Kusakabe identifies a broader cultural pattern in Japanese attitudes toward elderly care that contrasts sharply with approaches in Scandinavian countries. In nations like Sweden and Denmark, palliative care frameworks often recommend withholding feeding when elderly patients lose the ability or desire to eat naturally, permitting a peaceful death rather than artificial prolongation of existence through invasive medical intervention. Japan's approach reflects different philosophical and cultural foundations, rooted partly in filial piety, partly in denial about mortality, and partly in confusion about what constitutes appropriate care. Families, Kusakabe suggests, cannot psychologically bear the prospect of "doing nothing" for dying relatives, even when active intervention prolongs suffering. This cultural resistance to accepting natural death means that a truly rational, body-preserving approach to end-of-life care — let alone the radical amputation proposal — remains poorly aligned with Japanese social norms.

Yet Kusakabe himself appears sceptical that amputation will ultimately gain acceptance, even as Japan's care system deteriorates. He acknowledges that Japan's cultural inability to embrace bold, rational approaches to mortality and dignity probably disqualifies such radical interventions from serious consideration. The film itself provides a narrative counterweight to its own premise; the initial enthusiasm for "A-care" in the story ends in tragedy, with an incident that shatters the protagonist's confidence in the intervention's effectiveness. This dark turn suggests that even within Kusakabe's own artistic vision, the simplistic solution proves inadequate to the moral and human complexity of elderly care.

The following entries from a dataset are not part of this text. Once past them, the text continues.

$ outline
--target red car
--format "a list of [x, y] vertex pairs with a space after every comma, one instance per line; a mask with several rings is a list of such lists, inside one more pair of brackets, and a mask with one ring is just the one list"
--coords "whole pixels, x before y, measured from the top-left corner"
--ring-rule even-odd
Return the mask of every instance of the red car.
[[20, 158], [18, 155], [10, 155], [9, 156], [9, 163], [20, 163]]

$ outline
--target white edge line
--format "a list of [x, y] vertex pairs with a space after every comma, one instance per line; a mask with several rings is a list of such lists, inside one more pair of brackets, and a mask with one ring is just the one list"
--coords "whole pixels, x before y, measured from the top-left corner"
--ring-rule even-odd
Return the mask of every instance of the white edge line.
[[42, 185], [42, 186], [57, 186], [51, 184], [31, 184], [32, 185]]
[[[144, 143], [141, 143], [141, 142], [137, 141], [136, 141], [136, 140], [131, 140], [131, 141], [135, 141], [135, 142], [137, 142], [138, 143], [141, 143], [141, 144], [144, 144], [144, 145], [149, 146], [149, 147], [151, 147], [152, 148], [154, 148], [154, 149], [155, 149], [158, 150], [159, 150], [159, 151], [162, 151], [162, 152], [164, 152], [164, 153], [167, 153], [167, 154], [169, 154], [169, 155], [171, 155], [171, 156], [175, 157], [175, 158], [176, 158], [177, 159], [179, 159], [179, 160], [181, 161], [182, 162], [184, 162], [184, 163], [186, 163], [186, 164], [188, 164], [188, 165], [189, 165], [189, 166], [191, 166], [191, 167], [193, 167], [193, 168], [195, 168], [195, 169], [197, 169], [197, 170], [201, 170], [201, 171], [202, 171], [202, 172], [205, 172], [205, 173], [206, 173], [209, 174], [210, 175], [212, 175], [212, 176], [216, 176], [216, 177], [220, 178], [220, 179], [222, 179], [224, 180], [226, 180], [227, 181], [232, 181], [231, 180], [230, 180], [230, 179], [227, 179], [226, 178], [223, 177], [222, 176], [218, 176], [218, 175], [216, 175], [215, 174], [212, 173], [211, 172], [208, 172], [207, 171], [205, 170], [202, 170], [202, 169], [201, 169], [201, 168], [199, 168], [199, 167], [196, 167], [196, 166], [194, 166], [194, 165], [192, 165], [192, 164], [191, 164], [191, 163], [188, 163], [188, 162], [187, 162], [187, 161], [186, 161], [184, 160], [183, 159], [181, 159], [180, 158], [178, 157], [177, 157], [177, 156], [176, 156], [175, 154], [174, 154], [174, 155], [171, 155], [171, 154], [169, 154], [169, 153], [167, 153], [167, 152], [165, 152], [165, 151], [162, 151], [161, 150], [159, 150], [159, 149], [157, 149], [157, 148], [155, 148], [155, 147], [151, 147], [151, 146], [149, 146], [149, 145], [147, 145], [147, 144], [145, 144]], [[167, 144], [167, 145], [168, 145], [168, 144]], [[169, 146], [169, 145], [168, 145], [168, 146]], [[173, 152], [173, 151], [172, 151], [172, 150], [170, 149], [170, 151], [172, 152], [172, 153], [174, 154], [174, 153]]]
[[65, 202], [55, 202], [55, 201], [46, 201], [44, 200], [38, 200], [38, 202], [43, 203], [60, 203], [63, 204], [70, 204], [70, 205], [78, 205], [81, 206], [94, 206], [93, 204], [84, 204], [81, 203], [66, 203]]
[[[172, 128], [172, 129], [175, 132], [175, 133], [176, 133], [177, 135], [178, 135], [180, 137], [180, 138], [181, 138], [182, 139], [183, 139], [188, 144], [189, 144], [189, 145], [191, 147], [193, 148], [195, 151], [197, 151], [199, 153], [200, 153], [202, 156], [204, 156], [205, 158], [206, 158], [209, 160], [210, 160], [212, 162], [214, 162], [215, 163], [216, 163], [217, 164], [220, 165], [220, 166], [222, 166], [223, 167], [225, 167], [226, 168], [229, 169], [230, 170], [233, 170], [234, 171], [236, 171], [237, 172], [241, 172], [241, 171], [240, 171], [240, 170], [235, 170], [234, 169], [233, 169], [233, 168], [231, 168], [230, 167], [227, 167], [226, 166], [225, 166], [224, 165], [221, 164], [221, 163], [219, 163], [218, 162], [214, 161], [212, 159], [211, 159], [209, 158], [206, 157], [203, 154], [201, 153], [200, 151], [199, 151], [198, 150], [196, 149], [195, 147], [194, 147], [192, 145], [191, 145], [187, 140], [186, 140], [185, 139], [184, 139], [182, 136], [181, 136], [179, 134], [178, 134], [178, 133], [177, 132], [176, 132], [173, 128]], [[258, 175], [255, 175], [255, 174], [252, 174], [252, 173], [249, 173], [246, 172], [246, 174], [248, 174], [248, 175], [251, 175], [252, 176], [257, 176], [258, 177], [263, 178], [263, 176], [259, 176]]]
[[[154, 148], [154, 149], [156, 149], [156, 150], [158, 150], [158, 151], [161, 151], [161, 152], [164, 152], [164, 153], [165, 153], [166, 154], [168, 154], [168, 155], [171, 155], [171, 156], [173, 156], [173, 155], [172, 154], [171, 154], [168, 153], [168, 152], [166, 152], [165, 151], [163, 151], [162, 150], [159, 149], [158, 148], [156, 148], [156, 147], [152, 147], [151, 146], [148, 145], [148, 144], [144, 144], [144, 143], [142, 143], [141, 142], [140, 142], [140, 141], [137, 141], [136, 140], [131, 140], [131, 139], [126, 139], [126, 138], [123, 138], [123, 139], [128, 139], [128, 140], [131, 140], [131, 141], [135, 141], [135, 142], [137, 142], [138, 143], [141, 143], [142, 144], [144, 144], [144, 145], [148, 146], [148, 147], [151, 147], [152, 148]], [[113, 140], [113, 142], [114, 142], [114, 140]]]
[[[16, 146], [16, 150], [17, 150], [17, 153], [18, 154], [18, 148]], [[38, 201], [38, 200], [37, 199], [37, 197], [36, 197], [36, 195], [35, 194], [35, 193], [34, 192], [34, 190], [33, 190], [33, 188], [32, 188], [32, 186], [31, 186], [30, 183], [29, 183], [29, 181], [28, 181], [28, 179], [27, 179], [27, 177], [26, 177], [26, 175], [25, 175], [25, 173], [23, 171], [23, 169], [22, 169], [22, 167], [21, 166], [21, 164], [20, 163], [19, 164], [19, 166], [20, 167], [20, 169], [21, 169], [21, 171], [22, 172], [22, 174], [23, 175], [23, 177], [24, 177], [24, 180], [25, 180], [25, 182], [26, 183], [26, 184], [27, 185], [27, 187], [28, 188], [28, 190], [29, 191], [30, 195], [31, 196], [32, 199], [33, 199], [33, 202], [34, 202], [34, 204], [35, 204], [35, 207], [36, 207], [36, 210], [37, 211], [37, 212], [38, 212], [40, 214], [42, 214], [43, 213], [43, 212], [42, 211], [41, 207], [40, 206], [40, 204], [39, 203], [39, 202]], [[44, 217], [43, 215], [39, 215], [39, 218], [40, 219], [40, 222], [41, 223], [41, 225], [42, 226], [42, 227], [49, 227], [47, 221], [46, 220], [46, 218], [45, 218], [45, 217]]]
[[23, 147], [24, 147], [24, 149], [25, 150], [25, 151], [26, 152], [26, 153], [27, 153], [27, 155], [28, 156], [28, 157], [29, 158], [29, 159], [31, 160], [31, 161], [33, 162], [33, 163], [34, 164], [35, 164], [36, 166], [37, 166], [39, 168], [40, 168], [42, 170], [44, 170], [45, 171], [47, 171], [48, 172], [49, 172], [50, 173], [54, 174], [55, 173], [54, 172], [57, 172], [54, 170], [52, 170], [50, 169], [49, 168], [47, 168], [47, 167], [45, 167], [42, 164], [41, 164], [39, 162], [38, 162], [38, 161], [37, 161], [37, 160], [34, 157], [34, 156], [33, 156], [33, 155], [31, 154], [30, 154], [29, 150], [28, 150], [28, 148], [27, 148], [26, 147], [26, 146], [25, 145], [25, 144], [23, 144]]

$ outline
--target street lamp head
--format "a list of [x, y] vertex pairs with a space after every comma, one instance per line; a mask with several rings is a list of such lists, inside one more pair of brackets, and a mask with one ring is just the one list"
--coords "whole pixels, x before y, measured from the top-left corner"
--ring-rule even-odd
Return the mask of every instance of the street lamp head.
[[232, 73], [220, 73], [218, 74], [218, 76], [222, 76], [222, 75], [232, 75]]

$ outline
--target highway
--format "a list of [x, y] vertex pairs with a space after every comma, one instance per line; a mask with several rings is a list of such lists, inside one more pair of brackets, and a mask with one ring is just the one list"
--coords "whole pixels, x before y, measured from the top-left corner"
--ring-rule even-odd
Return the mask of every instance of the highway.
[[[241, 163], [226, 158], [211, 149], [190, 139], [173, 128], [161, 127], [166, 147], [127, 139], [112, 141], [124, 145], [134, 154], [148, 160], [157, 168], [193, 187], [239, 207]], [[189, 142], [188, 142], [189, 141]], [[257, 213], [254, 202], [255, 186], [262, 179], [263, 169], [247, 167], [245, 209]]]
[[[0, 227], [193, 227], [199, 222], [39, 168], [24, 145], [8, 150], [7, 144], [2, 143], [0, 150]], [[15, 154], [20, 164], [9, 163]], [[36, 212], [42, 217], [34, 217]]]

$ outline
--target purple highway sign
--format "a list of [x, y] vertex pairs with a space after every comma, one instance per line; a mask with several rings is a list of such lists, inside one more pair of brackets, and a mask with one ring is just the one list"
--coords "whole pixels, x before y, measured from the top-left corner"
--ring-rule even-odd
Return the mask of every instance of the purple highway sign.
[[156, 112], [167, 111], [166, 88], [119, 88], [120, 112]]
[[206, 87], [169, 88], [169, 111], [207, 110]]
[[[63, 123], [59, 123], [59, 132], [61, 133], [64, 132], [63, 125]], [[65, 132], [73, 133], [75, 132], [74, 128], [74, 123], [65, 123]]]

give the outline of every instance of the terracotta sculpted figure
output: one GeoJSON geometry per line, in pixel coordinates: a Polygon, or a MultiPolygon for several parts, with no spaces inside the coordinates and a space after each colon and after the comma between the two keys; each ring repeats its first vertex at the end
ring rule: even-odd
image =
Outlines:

The deeper value of Kusakabe's provocative work may lie not in endorsing amputation but in forcing society to confront uncomfortable truths about caregiving, dignity, and mortality that remain largely unexamined in contemporary Japan. By presenting an idea so extreme that it triggers visceral rejection, the film creates space for more serious discussion about what Japan actually values in elderly care and what realistic alternatives exist. The film has attracted viewers who, whilst rejecting amputation, acknowledge that the novel's core observations about carer shortages, family suffering, and institutional failure ring true. For Malaysian and broader Southeast Asian readers, Kusakabe's cautionary tale offers relevant insight into how rapidly ageing populations throughout the region will grapple with similar care deficits within decades, potentially forcing difficult conversations about resource allocation, cultural values, and the meaning of dignity in conditions of profound dependence. Japan's experience suggests that societies cannot indefinitely sustain current care models whilst ageing populations accelerate; difficult choices loom whether nations acknowledge them or not.